Pour un traitement humain des requérant·e·s d’asile débouté·e·s
Dans un rapport de décembre 2021, plus de 450 expert·e·s des domaines du travail social et de la psychologie se sont positionné·e·s de manière critique vis-à-vis des conséquences du système d’aide d’urgence sur la santé des personnes concernées. Selon ces expert·e·s, quatre aspects des conditions de vie des requérant·e·s d’asile débouté·e·s sont particulièrement problématiques: le soutien financier insuffisant, les conditions de vie difficiles dans les hébergements, l’absence d’intégration et le manque d’opportunité d’emploi qui en découle, ainsi que les difficultés à solliciter des soins psychiatriques et psychologiques. Ces conditions renforcent la détresse des requérant·e·s d’asile et viennent s’ajouter à leurs problèmes psychologiques préexistants. Des troubles psychosomatiques, de graves maladies psychiques et un taux de suicide plus élevé peuvent s’ensuivre.

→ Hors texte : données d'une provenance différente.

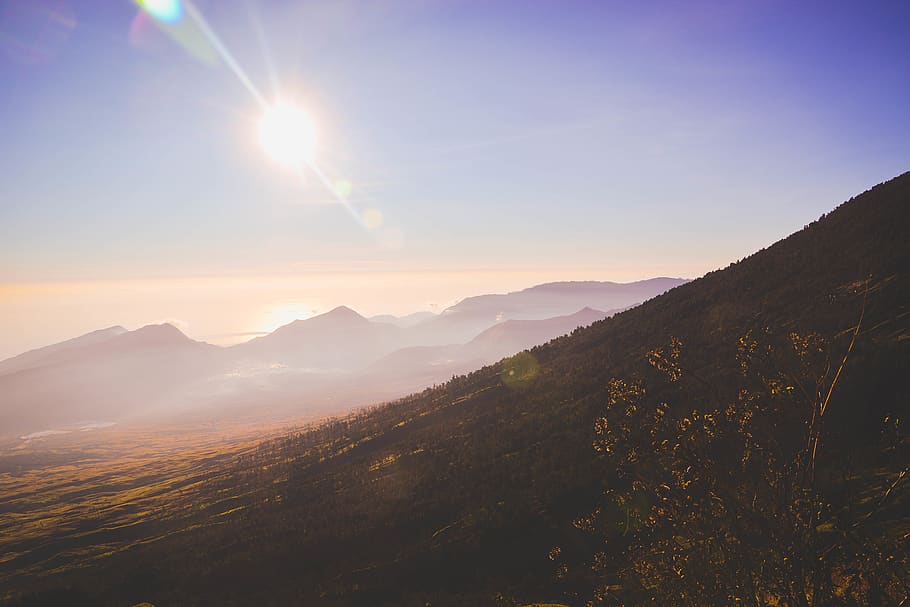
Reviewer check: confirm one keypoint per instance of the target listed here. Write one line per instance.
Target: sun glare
(165, 10)
(288, 135)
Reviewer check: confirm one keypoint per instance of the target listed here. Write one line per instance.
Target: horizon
(498, 303)
(134, 188)
(286, 315)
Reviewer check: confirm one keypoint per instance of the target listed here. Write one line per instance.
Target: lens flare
(288, 135)
(372, 219)
(169, 11)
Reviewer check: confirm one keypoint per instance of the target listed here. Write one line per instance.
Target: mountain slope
(104, 379)
(469, 317)
(54, 352)
(339, 339)
(451, 495)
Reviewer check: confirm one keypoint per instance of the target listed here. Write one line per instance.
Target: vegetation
(733, 502)
(458, 495)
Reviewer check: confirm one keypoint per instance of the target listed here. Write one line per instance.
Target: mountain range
(466, 492)
(315, 366)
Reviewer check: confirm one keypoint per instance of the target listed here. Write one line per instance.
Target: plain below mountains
(312, 367)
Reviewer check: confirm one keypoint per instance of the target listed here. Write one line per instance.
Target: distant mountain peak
(341, 312)
(156, 334)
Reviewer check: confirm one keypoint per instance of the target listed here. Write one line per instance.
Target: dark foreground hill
(458, 493)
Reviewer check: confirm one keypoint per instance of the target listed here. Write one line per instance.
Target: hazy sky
(504, 143)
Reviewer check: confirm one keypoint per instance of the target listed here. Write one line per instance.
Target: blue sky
(615, 139)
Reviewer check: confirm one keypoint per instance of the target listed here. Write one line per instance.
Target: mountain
(339, 339)
(48, 354)
(469, 317)
(418, 366)
(409, 320)
(103, 379)
(513, 336)
(460, 492)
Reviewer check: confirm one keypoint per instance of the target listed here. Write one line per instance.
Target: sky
(493, 145)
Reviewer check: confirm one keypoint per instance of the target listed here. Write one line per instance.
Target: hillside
(454, 494)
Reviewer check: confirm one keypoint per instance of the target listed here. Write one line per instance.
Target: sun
(288, 135)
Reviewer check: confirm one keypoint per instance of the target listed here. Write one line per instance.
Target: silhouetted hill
(451, 495)
(408, 320)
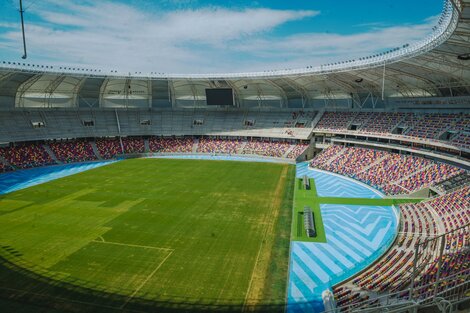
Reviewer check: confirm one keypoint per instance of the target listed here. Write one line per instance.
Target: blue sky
(200, 36)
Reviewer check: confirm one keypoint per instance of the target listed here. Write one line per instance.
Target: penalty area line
(131, 245)
(146, 280)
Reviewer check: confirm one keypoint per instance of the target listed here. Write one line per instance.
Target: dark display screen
(219, 96)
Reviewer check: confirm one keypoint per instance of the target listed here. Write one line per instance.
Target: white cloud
(109, 35)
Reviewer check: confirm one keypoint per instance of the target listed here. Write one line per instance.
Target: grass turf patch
(179, 229)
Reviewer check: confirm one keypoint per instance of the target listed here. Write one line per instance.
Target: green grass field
(206, 232)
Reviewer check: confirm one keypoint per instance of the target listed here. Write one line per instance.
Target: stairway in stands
(51, 153)
(95, 150)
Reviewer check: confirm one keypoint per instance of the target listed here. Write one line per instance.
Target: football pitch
(206, 233)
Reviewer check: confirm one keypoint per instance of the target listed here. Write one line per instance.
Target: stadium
(342, 187)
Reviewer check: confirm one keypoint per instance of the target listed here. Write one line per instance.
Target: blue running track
(17, 180)
(356, 236)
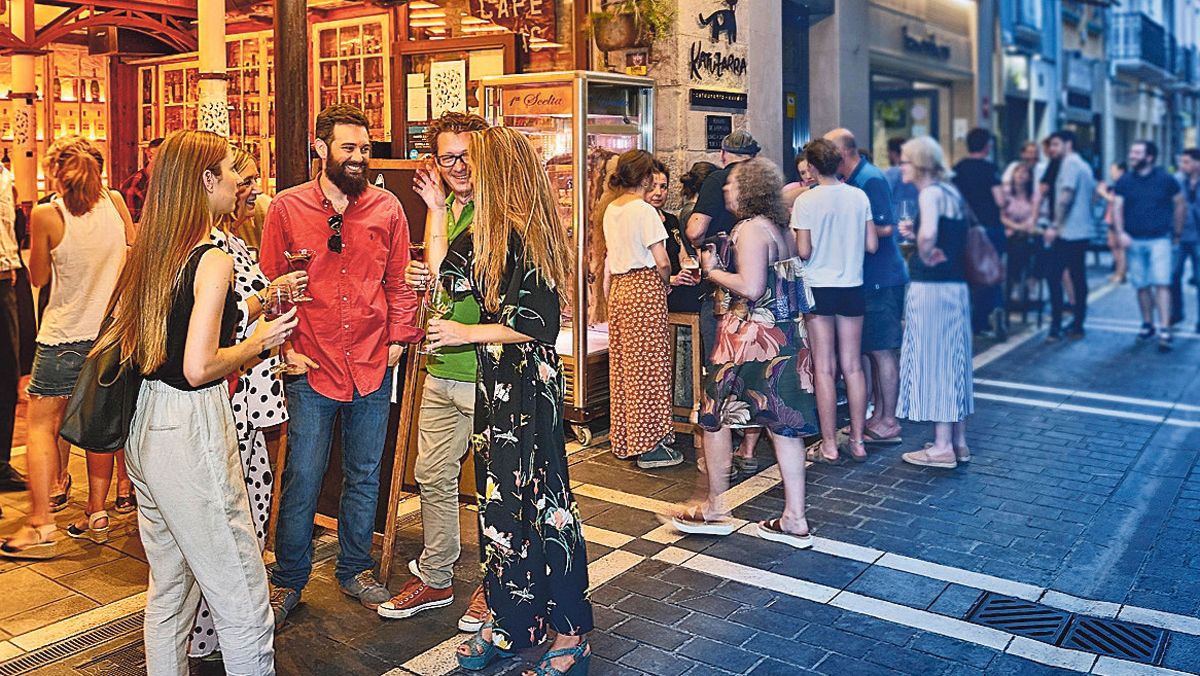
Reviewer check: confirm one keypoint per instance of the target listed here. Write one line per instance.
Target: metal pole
(214, 87)
(291, 93)
(24, 115)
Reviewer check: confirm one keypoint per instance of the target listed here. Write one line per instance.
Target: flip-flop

De nombreux·euses professionnel·le·s de la psychiatrie et de la psychologie ont par ailleurs publié le 16 février 2021 une lettre ouverte pour un traitement humain des requérant·e·s d’asile débouté·e·s. Les signataires appellent à l’amélioration des conditions de vie des bénéficiaires de longue durée afin de préserver leur santé physique et mentale. Pour cela, ils et elles demandent que soient garantis les besoins essentiels, l’hébergement privé dans des appartements et des colocations, la promotion de la participation à la société et l’amélioration de la prise en charge médicale, psychiatrique et psychologique. Une attention particulière doit être portée au respect des droits de l’enfant conformément à la Convention internationale des droits de l'enfant.
Différentes instances internationales des droits humains ont également critiqué la pratique suisse en matière d’aide d’urgence. Le Comité de l’ONU pour l’élimination de la discrimination raciale et le Comité de l’ONU pour les droits économiques, sociaux et culturels ont reproché à la Suisse le fait que les bénéficiaires de l’aide d’urgence demeurent dans l’impossibilité d’obtenir l’accès à des soins médicaux et à un niveau de vie suffisant. Au sens de la Déclaration universelle des droits de l'homme et du Pacte de l’ONU relatif aux droits économiques, sociaux et culturels, un niveau de vie suffisant désigne le minimum d’existence social, composé notamment d’une alimentation et des vêtements suffisants, un logement conforme à la dignité humaine et une prise en charge médicale. Ces droits humains sont régulièrement violés pour les personnes concernées par l’aide d’urgence. À cela s’ajoute pour certain·e·s d’entre elles et eux une atteinte grave à leur liberté de mouvement, notamment du fait de l’interdiction de quitter une certaine région ou d’y entrer.
Le système de l’aide d’urgence viole les droits humains en Suisse. Les conditions actuelles menacent particulièrement la santé mentale et physique des requérant·e·s d’asile débouté·e·s. La Suisse doit garantir un traitement et un hébergement des bénéficiaires de l’aide d’urgence qui respecte la dignité humaine.